07.11.2008 10:20    |    Rolly123

Die Unsicherheit, ob Verbrennungsmotoren in naher Zukunft überhaupt noch etwas wert sind, weil alternative (billige) Kraftstoffe genutzt werden können, spielt mit Sicherheit auch eine sehr große Rolle! Bis vor ca. 3Jahren existierte doch bereits eine Steuerbefreiung für Neufahrzeuge. Ich habe überhaupt den Eindruck, dass ohne Verstand an den verschiedensten wirtschaftspolitischen Schrauben gedreht wird und bezweifele, dass die paar Euro Ersparnis ein Anreiz wären zum Kauf eines Neuwagens. Solange mein Auto fährt (auf LPG umgerüstet) warte ich brav bzw. würde mir kein teures, neues Auto kaufen.

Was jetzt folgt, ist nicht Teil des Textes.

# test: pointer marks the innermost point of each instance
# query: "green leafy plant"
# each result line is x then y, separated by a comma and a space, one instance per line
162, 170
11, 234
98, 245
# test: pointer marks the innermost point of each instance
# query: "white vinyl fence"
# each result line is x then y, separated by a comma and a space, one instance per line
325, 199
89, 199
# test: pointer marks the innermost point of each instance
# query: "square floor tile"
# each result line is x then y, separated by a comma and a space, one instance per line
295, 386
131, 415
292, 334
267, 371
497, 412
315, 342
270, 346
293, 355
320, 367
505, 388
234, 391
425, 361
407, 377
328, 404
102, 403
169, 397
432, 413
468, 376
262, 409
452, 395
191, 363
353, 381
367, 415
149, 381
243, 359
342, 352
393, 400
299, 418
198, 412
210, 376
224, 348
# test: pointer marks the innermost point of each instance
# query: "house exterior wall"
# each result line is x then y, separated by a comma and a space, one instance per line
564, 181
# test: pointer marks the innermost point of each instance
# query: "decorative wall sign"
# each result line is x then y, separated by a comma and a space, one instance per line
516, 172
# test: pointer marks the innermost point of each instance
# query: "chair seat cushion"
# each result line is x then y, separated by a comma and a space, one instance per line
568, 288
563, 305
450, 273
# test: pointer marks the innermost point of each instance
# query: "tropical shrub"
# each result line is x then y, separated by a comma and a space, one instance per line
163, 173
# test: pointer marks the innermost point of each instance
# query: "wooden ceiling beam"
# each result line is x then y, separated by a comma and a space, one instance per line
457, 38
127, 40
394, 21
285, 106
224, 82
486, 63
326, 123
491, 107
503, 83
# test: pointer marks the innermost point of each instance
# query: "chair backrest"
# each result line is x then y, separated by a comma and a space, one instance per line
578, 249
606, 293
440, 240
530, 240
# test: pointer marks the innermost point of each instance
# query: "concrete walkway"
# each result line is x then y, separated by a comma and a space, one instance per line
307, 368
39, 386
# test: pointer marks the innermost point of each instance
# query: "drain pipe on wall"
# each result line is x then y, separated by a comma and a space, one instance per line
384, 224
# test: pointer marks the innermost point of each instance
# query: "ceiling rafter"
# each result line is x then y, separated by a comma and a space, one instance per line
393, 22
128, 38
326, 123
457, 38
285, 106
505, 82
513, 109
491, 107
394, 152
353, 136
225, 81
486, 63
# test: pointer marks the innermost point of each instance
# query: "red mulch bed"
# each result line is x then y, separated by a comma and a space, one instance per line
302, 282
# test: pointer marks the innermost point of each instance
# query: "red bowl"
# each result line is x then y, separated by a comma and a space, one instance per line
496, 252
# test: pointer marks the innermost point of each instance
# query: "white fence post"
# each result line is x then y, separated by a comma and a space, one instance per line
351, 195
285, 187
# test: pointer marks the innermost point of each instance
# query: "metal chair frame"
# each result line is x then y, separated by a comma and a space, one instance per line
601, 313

07.11.2008 10:20    |    TuWo

Die Lobbyisten haben wieder mal ganze Arbeit geleistet und unsere traurigen Gestalten in Berlin sind wieder mal in die Knie gegangen. Natürlich nimmt die Steuerersparnis jeder gerne mit, aber sie kaum jemand dazu bringen einen Auto zu kaufen, das er sonst nicht gekauft hätte. Wieder mal werden Steuergelder hirnlos vergeudet. Wer 100.000 € für einen Q7 ausgibt, für den ist die Ersparnis kein Anreiz und der Kleinwagenkäufer kauft den Wagen ebenfalls sowieso oder eben nicht, aber die max. 100 € sind sicher kein Anreiz. Viel sinnvoller wäre es kleineren und mittelständischen Betrieben zu helfen, z.B. mit Darlehen, da hier viele nur deshalb Existenzprobleme haben, weil sie von den Banken kein Geld mehr bekommen - die verzocken es lieber, macht merh Spaß.

Euer

TuWo


07.11.2008 10:20    |    kombibomber

Ich finde der Anreiz ist nicht groß genug !

In meinem Fall könnte ich nur 242,00 Euro in 2 Jahren sparen , muss dafür aber ca. 30000,00 Euro ausgeben !!! Ha Ha Ha , dass ist dann vielleicht eine Monatsrate für den Neuwagen.